Vamos a tratar de regularizarnos. Mi editor o agente informal —sin que por eso sea menos demandante o autoritario— es Fredi, uno de los únicos amigos de mi infancia argentina con quien mantengo contacto no sólo constante sino también regular. Cuando me envía un email desde su nativa Buenos Aires y no le respondo al toque, me lo manda nuevamente con la advertencia de que lo hace por segunda vez por si no lo he recibido o ha escapado (SPAM) mi atención en la oportunidad original. “Por las dudas te lo mando de nuevo”, escribe. Así son las cosas. Entonces, estos recuerdos a continuación son producto del material que Fredi en sus últimos emails me ha estado recordando y pidiendo que haga explícito. Contarte las varias escenas sobre el mismo tema que Fredi me propone tal vez me lleve más de un domingo. Por eso escribí “regularizarnos”. Desde el comienzo de la primera fase de la pandemia desaparecí de esta publicación varios domingos. ¿Quién sabe si este asuntito no me da tema para escribir más a menudo? De todos modos, sigue a continuación el caso que decidí exponerte hoy. No me costó ningún esfuerzo, salió a la superficie por sí mismo. Los otros eventos seguirán en los próximos domingos, si es que consigo extraerlos de mi memoria y escribirlos de forma satisfactoria, che. Si no, no.

Corre la segunda mitad de la década del sesenta. Me he ido a Buenos Aires para estudiar ingeniería industrial en la UCA, la Universidad Católica Argentina. Esto no es consecuencia de mi decisión, sino de la que tomaron en conjunto mi mamá y un cierto Dr. Dalfonso. Este individuo es el fundador, propietario y director de un centro de test y análisis vocacionales y de personalidad, que de modo egocéntrico el tipo denominó Instituto caracterológico del Doctor Dalfonso. Tal cual.
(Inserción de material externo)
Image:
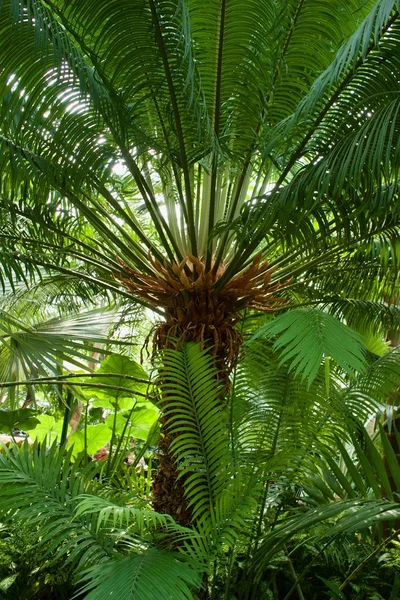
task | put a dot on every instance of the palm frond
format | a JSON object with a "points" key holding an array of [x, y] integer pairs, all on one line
{"points": [[192, 402], [306, 337], [153, 573]]}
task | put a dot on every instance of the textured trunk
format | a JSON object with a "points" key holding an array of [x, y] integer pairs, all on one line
{"points": [[198, 310]]}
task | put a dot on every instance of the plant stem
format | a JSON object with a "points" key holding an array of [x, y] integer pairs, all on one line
{"points": [[295, 578], [67, 416]]}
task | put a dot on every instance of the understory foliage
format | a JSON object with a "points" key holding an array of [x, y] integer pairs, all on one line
{"points": [[280, 471], [229, 171]]}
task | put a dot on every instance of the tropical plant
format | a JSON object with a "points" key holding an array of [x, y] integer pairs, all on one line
{"points": [[283, 459], [202, 159]]}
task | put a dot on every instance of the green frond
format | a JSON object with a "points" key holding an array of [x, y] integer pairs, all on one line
{"points": [[307, 337], [142, 521], [191, 399], [152, 574], [39, 486]]}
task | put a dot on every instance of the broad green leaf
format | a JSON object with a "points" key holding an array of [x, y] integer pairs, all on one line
{"points": [[141, 421], [118, 366], [97, 436], [48, 428], [152, 574], [23, 418]]}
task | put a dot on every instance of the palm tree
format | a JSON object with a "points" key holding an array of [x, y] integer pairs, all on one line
{"points": [[202, 159]]}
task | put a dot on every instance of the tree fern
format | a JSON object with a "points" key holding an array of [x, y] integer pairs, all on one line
{"points": [[306, 337]]}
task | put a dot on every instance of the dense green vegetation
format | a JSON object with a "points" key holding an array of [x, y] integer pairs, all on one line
{"points": [[200, 299]]}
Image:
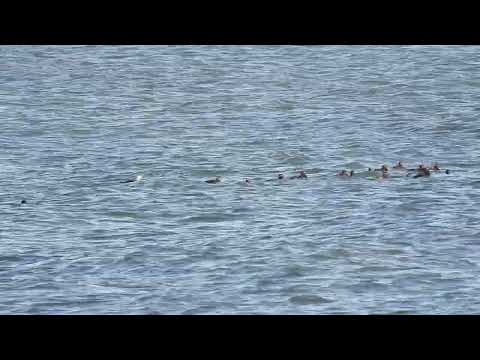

Durante tres días, allí fui sometido a una serie de baterías psicoanalíticas cuyo resultado determinó que mis estudios universitarios y mi profesión futura serían la ingeniería industrial. Además, ahora por decisión de mamá y de mi profesora de matemáticas, la señora Casas de Rivadeneira, debo integrarme al Opus Dei. Es un claustro de la ultraderecha católica apostólica romana —bah, una secta de fanáticos religiosos nacionalistas a la manera de Tradición, Familia y Propiedad, pero mucho más establecida e institucional. La fundara en España un religioso franquista y supuesto miembro de la nobleza, el Marqués de Peralta, más conocido como Monseñor José María Escrivá de Balaguer. Su mansión en Buenos Aires, Los aleros, se halla en la esquina de las calles Virrey Olaguer y Amenábar, del barrio residencial de Belgrano R. Este será mi hogar. Cosas vederes que non crederes, Sancho.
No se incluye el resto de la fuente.